The marketing group was required to translate this competitive advantage into financial terms. How much less did it cost the bank to hire new loan officers compared to what rival companies charge? The marketing team quantified this advantage in two different ways. First, they determined that the average signing bonus paid by rival companies was $10,000 per officer. Second, they calculated the Center’s savings on executive recruiter fees, which amounted to about one-third of the average annual salary of an officer.

The Impact of Marketing on the Productivity of Loan Officers

Was the Media Center used by loan officers more productive than those who did not? Did they sell more mortgages than those who didn’t?

A study of the production based on Media Center usage confirms that “yes” is the answer. Loan officers who use the Media Center close, on average, one loan per month or 12 loans per year more than their non-member counterparts. The marketing group calculated its impact by taking the average loan officer’s profit.

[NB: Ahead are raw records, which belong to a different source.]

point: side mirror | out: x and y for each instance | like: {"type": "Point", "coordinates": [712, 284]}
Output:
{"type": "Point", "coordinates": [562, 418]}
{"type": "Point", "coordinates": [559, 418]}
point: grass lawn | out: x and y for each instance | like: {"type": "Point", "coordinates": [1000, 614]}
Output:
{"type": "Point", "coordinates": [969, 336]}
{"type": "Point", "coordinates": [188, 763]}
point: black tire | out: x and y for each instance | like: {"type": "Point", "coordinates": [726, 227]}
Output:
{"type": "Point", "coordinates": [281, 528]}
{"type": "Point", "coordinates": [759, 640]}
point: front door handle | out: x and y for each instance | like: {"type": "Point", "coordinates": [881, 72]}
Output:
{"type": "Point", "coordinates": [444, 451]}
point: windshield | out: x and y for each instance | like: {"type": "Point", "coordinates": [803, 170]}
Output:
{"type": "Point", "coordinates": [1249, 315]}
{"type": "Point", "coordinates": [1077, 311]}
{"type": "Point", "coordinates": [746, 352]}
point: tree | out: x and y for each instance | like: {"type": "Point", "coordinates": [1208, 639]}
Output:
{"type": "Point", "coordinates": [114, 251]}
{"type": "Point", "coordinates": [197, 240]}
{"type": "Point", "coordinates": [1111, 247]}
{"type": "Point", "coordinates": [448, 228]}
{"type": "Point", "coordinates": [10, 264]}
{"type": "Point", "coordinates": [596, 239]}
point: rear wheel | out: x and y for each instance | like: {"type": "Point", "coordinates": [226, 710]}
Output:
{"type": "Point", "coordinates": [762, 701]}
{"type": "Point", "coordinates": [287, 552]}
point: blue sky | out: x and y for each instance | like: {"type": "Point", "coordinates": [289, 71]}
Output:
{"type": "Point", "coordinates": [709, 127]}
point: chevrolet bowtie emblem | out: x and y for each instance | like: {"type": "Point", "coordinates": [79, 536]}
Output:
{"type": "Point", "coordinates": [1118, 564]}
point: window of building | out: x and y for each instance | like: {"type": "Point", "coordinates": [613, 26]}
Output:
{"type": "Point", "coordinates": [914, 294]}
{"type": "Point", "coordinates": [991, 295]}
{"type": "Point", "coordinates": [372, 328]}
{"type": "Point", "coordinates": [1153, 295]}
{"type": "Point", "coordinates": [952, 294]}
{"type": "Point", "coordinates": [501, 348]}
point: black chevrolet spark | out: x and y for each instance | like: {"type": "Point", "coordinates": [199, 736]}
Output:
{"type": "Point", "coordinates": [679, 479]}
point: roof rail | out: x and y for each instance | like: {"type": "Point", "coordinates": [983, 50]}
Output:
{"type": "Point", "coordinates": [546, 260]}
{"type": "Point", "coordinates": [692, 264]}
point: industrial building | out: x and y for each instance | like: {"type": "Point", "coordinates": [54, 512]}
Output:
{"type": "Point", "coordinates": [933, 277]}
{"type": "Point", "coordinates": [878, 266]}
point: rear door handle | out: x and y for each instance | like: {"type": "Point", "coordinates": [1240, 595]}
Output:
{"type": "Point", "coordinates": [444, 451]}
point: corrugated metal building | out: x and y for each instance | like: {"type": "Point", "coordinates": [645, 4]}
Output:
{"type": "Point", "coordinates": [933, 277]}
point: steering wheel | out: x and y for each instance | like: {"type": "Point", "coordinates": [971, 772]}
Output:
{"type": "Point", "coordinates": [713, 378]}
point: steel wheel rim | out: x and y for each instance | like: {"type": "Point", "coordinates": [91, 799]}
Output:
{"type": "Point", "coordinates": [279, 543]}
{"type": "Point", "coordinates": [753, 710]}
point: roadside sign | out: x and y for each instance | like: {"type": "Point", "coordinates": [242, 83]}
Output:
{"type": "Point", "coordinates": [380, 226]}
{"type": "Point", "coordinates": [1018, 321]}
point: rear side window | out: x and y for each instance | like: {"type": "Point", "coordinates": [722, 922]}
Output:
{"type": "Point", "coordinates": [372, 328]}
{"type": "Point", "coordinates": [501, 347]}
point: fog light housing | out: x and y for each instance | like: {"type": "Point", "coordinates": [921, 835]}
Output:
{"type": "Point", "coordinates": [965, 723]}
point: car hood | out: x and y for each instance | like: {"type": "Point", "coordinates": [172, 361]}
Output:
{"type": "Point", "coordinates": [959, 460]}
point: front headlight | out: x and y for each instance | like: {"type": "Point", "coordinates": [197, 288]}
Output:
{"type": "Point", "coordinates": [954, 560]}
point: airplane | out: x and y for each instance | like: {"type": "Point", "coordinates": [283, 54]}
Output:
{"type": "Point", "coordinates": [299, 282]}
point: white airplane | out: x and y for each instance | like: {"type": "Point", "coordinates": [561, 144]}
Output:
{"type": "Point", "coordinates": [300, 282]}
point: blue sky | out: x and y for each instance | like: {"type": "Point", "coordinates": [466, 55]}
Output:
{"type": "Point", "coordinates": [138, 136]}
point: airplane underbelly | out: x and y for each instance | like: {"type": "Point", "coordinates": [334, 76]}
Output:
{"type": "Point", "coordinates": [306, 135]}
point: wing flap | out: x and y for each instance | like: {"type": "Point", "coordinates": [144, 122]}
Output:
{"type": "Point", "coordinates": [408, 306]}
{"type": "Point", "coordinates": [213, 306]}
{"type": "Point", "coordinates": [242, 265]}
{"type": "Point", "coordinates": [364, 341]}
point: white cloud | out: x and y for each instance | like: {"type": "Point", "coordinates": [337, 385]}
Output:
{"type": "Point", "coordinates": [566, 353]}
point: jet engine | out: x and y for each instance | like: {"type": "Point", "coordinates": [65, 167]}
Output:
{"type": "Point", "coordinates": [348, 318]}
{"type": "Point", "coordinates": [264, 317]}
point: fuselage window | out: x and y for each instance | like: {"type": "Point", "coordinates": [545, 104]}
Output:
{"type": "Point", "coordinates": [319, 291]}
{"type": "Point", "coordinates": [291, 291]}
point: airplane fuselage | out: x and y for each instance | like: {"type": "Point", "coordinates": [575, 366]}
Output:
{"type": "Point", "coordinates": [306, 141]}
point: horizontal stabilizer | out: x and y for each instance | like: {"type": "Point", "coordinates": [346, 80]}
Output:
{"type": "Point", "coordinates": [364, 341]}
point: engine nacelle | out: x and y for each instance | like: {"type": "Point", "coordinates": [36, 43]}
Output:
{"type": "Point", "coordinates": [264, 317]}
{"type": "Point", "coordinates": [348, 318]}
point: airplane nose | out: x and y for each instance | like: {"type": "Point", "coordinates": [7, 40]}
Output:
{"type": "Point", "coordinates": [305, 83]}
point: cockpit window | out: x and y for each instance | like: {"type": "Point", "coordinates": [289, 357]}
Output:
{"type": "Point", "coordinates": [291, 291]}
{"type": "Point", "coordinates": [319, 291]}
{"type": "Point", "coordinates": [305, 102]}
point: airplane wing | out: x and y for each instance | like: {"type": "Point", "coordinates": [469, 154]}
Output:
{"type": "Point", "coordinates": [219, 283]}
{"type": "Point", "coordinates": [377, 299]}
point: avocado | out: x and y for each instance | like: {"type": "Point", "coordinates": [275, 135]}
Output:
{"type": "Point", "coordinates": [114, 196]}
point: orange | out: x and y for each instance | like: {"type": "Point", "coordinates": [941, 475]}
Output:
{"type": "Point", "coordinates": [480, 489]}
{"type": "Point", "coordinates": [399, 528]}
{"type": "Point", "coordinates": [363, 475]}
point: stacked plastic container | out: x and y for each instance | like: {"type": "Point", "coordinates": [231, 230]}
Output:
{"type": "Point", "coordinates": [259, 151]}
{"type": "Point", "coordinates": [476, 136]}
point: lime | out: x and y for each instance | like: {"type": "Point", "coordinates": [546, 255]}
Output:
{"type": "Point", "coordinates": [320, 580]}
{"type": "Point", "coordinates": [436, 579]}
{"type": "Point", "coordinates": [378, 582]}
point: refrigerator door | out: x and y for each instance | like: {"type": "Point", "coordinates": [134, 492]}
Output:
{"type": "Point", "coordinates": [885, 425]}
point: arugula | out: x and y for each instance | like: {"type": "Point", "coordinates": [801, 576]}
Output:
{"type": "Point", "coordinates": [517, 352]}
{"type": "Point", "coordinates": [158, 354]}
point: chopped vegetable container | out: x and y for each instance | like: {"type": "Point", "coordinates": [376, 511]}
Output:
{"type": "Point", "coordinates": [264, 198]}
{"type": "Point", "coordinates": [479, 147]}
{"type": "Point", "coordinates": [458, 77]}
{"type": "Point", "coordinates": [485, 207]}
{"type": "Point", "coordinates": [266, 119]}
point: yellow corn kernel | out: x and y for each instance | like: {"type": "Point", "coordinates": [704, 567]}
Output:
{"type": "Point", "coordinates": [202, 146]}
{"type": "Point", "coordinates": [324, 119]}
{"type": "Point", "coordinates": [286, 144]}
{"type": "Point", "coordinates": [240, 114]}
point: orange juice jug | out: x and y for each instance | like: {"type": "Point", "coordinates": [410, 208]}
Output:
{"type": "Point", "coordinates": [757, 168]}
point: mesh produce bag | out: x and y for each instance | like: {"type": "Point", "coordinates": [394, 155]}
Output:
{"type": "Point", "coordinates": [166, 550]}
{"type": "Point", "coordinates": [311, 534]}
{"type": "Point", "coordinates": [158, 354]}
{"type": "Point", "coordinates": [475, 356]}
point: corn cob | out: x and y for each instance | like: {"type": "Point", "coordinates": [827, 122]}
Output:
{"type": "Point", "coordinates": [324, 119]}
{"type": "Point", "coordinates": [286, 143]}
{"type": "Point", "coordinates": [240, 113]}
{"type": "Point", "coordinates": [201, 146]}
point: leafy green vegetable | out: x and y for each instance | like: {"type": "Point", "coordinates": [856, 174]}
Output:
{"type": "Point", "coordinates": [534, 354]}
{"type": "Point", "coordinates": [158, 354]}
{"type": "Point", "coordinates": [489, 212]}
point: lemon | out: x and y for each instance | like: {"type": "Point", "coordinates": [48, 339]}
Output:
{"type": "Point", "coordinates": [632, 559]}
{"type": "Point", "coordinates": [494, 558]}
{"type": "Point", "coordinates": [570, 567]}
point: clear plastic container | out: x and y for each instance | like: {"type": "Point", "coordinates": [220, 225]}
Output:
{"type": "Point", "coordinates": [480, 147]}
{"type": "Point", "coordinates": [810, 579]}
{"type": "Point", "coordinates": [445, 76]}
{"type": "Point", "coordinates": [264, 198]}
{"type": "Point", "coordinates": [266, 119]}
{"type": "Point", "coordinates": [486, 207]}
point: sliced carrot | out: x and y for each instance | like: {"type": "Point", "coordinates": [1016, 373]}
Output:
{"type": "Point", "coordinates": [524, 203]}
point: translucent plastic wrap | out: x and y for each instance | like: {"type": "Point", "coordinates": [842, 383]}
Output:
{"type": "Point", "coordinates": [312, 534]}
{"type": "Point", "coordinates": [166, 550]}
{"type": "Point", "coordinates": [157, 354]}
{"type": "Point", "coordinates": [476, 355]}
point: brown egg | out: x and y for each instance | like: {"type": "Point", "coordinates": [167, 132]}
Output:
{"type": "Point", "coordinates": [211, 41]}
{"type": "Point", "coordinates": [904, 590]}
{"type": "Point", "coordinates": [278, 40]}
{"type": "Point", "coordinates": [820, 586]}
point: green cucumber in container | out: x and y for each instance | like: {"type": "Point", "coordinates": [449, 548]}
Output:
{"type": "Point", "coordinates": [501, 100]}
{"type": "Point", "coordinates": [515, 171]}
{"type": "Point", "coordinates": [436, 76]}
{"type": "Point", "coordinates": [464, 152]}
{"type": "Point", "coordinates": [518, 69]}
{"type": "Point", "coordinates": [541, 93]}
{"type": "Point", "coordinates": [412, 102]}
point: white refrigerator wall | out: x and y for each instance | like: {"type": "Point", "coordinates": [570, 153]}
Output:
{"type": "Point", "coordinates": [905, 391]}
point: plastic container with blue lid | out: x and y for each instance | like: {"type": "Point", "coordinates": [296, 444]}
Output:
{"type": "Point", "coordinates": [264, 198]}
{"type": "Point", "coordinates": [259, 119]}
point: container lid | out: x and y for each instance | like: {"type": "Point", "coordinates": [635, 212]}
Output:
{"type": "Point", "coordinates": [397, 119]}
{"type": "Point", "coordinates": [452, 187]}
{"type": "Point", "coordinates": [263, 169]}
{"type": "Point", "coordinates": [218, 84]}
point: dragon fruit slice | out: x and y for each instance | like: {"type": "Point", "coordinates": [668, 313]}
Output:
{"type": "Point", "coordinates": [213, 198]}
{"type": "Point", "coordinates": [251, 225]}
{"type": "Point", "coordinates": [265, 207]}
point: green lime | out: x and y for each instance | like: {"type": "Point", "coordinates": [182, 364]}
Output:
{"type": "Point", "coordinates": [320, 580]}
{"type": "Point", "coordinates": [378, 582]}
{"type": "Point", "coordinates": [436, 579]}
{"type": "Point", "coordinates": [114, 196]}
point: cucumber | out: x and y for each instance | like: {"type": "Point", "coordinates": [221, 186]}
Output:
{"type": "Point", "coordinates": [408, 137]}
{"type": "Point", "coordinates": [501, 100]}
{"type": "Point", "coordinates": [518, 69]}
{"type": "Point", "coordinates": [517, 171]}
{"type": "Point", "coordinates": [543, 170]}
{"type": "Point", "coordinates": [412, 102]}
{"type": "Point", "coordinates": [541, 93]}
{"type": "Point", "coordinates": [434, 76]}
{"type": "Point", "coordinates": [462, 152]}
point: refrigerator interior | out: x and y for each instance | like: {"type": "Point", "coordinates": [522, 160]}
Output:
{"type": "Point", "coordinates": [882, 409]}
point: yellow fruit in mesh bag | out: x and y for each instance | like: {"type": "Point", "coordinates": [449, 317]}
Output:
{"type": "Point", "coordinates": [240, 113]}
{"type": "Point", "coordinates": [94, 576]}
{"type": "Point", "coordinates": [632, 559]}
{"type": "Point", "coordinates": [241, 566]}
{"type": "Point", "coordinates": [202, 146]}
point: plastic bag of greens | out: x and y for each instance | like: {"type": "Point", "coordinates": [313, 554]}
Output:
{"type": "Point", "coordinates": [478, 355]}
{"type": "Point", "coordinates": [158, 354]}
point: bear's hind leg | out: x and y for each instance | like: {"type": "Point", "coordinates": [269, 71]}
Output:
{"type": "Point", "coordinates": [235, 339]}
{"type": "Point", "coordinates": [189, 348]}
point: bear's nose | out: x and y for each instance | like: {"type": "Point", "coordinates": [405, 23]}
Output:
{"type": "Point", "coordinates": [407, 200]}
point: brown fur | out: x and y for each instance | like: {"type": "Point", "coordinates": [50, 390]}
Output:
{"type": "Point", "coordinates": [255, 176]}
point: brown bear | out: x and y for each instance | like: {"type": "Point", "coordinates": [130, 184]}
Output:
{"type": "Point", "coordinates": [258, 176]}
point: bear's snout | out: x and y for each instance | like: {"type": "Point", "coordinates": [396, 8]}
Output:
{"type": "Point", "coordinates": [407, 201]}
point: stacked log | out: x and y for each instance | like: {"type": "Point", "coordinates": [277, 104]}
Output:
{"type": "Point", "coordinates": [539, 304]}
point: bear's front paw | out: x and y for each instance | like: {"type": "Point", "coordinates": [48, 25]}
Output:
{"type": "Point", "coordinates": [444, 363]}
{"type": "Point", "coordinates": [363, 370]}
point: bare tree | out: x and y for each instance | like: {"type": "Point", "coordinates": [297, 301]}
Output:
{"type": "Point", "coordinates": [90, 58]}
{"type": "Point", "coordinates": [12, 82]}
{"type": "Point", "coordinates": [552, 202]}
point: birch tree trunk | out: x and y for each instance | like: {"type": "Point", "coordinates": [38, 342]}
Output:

Media Center members’ higher productivity generated another benefit: an increase in end-customer satisfaction. The impact of increased customer satisfaction was not reflected in terms of financial results. Marketing must link marketing metrics to economic metrics.

This increased customer satisfaction, according to the marketing team, led to an increase in repeat customers and referrals. The team was able to translate the increased referrals and repeat clients into profits. Wall Street took notice, as the marketing group was aware when the loan officer’s production (or velocity) was higher than the industry average.

The Impact of Marketing on Loan Officer Retention

Media Center members had a 25% higher retention rate than non-members. Marketing had clearly made a major impact on this important metric. The marketing team had to explain the financial implications of the increased retention rate.

The SVP calculated the Media Center cash flow value by multiplying the 25% of loans written by members over a year by 10% on each loan. This is the revenue contribution of increased loan officer retention.

The lifetime value of a loan officer was calculated by multiplying the retention rate across several years. This analysis was based on the assumption that the Media Center had improved retention rates. Alternative theories could be that the Media Center attracted more ambitious loan officers, who were more likely to remain with the company than those less ambitious.

If this was the case, the top management could have reasonably discounted some of what the marketing team had calculated. The SVP’s report did, however, provide valuable insight into the value of the marketing group.